In che cosa è bravo Mourinho

Opportunismo, capacità gestionali e soprattutto «manipolatorie», scrive Daniele Manusia in vista della semifinale di Champions League di stasera tra Chelsea e Atletico Madrid

Chelsea's Portuguese manager Jose Mourinho holds a press conference at Stamford Bridge in London, on April 29, 2014, on the eve of the team's UEFA Champions League semi-final second leg football match against Atletico Madrid. AFP PHOTO / GLYN KIRK (Photo credit should read GLYN KIRK/AFP/Getty Images)
Chelsea's Portuguese manager Jose Mourinho holds a press conference at Stamford Bridge in London, on April 29, 2014, on the eve of the team's UEFA Champions League semi-final second leg football match against Atletico Madrid. AFP PHOTO / GLYN KIRK (Photo credit should read GLYN KIRK/AFP/Getty Images)

In vista della semifinale di Champions League che si giocherà stasera tra Chelsea e Atletico Madrid, Daniele Manusia ha scritto sull’Ultimo Uomo un profilo di José Mourinho, uno degli allenatori più vincenti e controversi degli ultimi anni, raccontandone «l’opportunismo e la capacità manipolatoria» degli ultimi tempi: intese rispettivamente come la capacità di trarre il massimo da quello che i giocatori possono dare in un dato momento – qualcuno direbbe “spremendoli” – e un sapiente utilizzo delle interviste e in generale del proprio rapporto con la stampa.

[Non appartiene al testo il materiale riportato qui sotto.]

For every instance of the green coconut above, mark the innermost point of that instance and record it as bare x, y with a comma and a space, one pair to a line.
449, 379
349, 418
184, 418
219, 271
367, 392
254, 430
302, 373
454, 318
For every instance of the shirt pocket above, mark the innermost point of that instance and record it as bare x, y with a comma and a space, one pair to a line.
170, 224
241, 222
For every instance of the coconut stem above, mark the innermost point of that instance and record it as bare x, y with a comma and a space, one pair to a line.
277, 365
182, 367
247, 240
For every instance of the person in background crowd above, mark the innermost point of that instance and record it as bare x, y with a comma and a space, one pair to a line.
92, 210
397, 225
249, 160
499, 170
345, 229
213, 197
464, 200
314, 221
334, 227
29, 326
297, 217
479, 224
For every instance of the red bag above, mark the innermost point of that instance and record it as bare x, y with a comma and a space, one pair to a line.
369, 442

Mourinho è tornato al Chelsea la scorsa estate, dopo averlo allenato in precedenza dal 2004 al 2007: ha già vinto due volte la Champions League con due squadre diverse (Porto e Inter). La semifinale di andata era finita 0-0, e le possibilità del Chelsea – che è anche ben messo in campionato: ha appena battuto 2-0 la prima in classifica, il Liverpool, da cui è distante due punti – sono buone. Secondo Manusia, insomma, la discreta stagione del Chelsea non dipenderebbe dalla più alta qualità dei giocatori, ma sarebbe da attribuire in gran parte alle capacità gestionali di Mourinho.

In questo pezzo sarò costretto a parlare soprattutto del Chelsea e di Mourinho. Non che l’Atletico e Simeone siano in generale meno interessanti, avrebbero tranquillamente potuto segnare un gol nella partita di una settimana fa e lo 0-0 casalingo è un risultato migliore per loro che per i blues, ma quello che è successo all’andata è opera di un uomo solo. Un visionario che non ha a cuore le stesse cose che posso avere a cuore io o tu, lettore, che non solo vuoi goderti bel calcio dal vivo ma vuoi anche leggere belle descrizioni dei meccanismi tattici e delle battaglie tra sistemi.

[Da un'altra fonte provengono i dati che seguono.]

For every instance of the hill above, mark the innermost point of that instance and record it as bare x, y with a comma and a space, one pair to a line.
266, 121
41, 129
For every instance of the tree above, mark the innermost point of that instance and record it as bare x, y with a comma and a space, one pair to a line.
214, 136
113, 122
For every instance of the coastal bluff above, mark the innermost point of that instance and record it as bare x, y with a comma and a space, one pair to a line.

Per questo, da qui in avanti, mi riferirò a Mourinho (José) come al Grande Manipolatore o, a seconda dei casi, Grande Opportunista. La simpatia e l’antipatia non c’entrano niente, lo si può apprezzare o criticare per motivi esclusivamente calcistici e la capacità manipolatoria (manipola i suoi calciatori, l’ambiente, persino la nostra idea di calcio) e l’opportunismo mi sembrano due caratteristiche, specialmente la seconda, messe in mostra in questa parte finale di stagione. Possiamo esaltarci o deprimerci per quello che queste sue qualità hanno fatto a una delle due semifinali di Champions League 2013-2014 (e alla Premier League), tanto a lui non gliene potrebbe fregar di meno.

Certo, il Chelsea di una settimana fa aveva problemi contingenti (l’assenza di Matic per le coppe Europee, quella importantissima di Hazard, il momento poco brillante di Oscar). Il Grande Manipolatore è al suo primo anno di gestione, continua a ripetere ragionevolmente di non poter vincere né campionato né Champions League e si trovava ad affrontare fuori casa una squadra che se non è al proprio apice stilistico è comunque in un punto molto alto della propria evoluzione. Il Chelsea partiva sfavorito e la formazione era quella di una squadra che se non puntava proprio allo 0-0, come il Grande Manipolatore ha detto dopo la gara, di certo non era andato al Vicente Calderón per imporre il proprio gioco.

Il 4-2-3-1 solito abbandonato per quella partita in favore di un compattissimo 4-1-4-1 (o se preferite 4-5-1… di certo non si poteva chiamare 4-3-3); Schürrle e Oscar in panchina, Obi Mikel a centrocampo insieme a David Luiz e Lampard; sulle fasce davanti ai terzini (che stavolta non si sono mossi dalla linea di Terry e Cahill) Willian e Ramires, bifasici quanto si vuole ma spesso a fare da quinto e sesto difensore seguendo le salite di Filipe Luís e Juanfran. A ben guardare la formazione scelta dal Grande Opportunista era molto simile a quella con cui il Chelsea con Di Matteo in panchina ha affrontato il Barcellona al ritorno nel 2012: in quel caso i tre centrocampisti centrali erano Lampard, Mikel e Meireles e sugli esterni i due giocatori che avrebbero dovuto trasformare l’azione da difensiva a offensiva erano lo stesso Ramires (decisivo quella sera) e Mata sulla destra.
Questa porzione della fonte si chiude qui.